Let $f(a,b,c)$ be the number of ways of writing a set of size $a$ as a union of $b$ distinct subsets of size $c$. I've noticed that $$\sum_{b=0}^{\binom{a}{c}}(-1)^{b+1}f(a,b,c)=(-1)^{a+c}\binom{a-1}{c-1}\tag{*}$$ This can be proved as follows. According to this answer, $f$ is given by $$f(a,b,c) = \sum_{i=0}^a(-1)^i\binom{a}{i}\binom{\binom{a-i}{c}}{b}$$ Then, $$\sum_{b=0}^{\binom{a}{c}}(-1)^{b+1}f(a,b,c)=\sum_{b=0}^{\binom{a}{c}}(-1)^{b+1}\sum_{i=0}^{a}(-1)^i\binom{a}{i}\binom{\binom{a-i}{c}}{b} = \sum_{i=0}^{a}(-1)^i\binom{a}{i}\sum_{b=0}^{\binom{a}{c}}(-1)^{b+1}\binom{\binom{a-i}{c}}{b}. \tag{**}$$
Now by the binomial theorem, $$\sum_{i=0}^n(-1)^i\binom{n}{i}=\begin{cases}0 & n > 0\\ 1 & n =0 \end{cases}.$$ Using this identity and the fact that $\binom{n}{k}=0$ for $k>n$, the inner sum of $(**)$ can be written as $$\sum_{b=0}^{\binom{a}{c}}(-1)^{b+1}\binom{\binom{a-i}{c}}{b}=\begin{cases} 0 & i\leq a-c\\ -1 & \text{otherwise} \end{cases}.$$ Substituting into $(**)$, $$\sum_{i=0}^{a}(-1)^i\binom{a}{i}\sum_{b=0}^{\binom{a}{c}}(-1)^{b+1}\binom{\binom{a-i}{c}}{b} = \sum_{i=a-c+1}^{a}(-1)^{i+1}\binom{a}{i} = \sum_{i=0}^{c-1}(-1)^{i+a+1}\binom{a}{i}.$$ Lastly, using the formula for alternating partial sums of a row in pascal's triangle, $$\sum_{i=0}^{c-1}(-1)^{i+a+1}\binom{a}{i}=(-1)^{a+c}\binom{a-1}{c-1}.$$
This clean closed form makes me wonder if there is a simpler way of proving $(*)$. In particular, is there a simple counting argument that can prove $(*)$ without computing $f(a,b,c)$?

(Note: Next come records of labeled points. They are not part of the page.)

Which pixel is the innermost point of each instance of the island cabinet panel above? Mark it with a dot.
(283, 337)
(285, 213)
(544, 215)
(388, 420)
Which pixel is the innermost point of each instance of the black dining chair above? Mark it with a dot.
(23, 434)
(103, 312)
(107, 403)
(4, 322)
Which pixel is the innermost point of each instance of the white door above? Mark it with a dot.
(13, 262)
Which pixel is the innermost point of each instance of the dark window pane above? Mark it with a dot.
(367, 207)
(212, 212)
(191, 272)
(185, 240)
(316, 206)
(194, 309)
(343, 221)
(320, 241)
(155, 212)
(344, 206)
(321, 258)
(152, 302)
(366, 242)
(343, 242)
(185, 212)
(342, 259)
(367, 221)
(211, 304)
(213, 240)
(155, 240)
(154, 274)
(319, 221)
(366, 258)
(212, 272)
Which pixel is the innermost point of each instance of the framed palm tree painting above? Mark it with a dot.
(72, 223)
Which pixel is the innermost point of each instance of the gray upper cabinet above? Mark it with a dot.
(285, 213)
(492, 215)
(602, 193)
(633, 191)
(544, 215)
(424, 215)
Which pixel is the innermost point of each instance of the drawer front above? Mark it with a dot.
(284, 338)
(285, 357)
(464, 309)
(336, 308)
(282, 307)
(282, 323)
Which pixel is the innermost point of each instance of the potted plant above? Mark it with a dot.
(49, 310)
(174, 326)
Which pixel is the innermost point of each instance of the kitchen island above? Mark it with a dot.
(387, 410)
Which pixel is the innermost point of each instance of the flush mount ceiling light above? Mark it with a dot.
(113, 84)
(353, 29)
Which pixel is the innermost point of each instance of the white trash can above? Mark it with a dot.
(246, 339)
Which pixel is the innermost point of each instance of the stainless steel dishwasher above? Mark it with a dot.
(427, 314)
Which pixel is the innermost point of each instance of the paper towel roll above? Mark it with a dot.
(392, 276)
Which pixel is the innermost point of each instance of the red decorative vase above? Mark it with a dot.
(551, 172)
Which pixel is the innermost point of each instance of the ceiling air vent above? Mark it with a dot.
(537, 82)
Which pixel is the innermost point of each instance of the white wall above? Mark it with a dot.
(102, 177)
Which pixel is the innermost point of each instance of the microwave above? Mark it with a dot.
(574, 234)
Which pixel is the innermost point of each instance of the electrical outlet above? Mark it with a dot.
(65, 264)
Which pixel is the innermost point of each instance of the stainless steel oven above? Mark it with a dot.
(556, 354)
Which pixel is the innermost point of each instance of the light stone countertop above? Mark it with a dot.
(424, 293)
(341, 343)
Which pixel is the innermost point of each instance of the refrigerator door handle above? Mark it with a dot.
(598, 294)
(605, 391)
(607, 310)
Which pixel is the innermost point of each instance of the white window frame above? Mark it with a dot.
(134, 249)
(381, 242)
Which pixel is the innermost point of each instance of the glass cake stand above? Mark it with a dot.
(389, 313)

The alternating nature of the sum in $(*)$ suggests it may be a form of the inclusion-exclusion principle, but I have not been able to model it as such.
EDIT
One potential way forward is to use ideas from this answer. Fix $a$ and $c$. Let $\mathcal{R}=\{S\subseteq[a]:|S|=c\}$. Let $I:\mathcal{P}([a])\rightarrow \mathcal{P}([a])$ be the indicator function for covers of $[a]$. Then, $$\sum_{b=0}^{\binom{a}{c}}(-1)^{b}f(a,b,c)=\sum_{\mathcal{S}\subseteq \mathcal{R}}(-1)^{|\mathcal{S}|}I(\mathcal{S})$$ so it would remain to show that the RHS is $(-1)^{a+c+1}\binom{a-1}{c-1}$. The form on the RHS is also promising because it resembles the mobius inversion of $I$ on the boolean lattice $B_a$. In particular, if we define $$g(\mathcal{T})=\sum_{\mathcal{S}\subseteq \mathcal{T}}(-1)^{|\mathcal{T}|-|\mathcal{S}|}I(\mathcal{S})$$ then $g$ is the mobius inversion of $I$, or equivalently, $$I(\mathcal{T}) = \sum_{\mathcal{S}\subseteq \mathcal{T}}g(\mathcal{S})$$ Thus, if there is a "nice" formula for $g$, then calculating $g(\mathcal{R})=(-1)^{\binom{a}{c}+a+c+1}\binom{a-1}{c-1}$ would prove $(*)$. The hope is that such a proof would translate to a nice counting argument without the language of boolean lattices.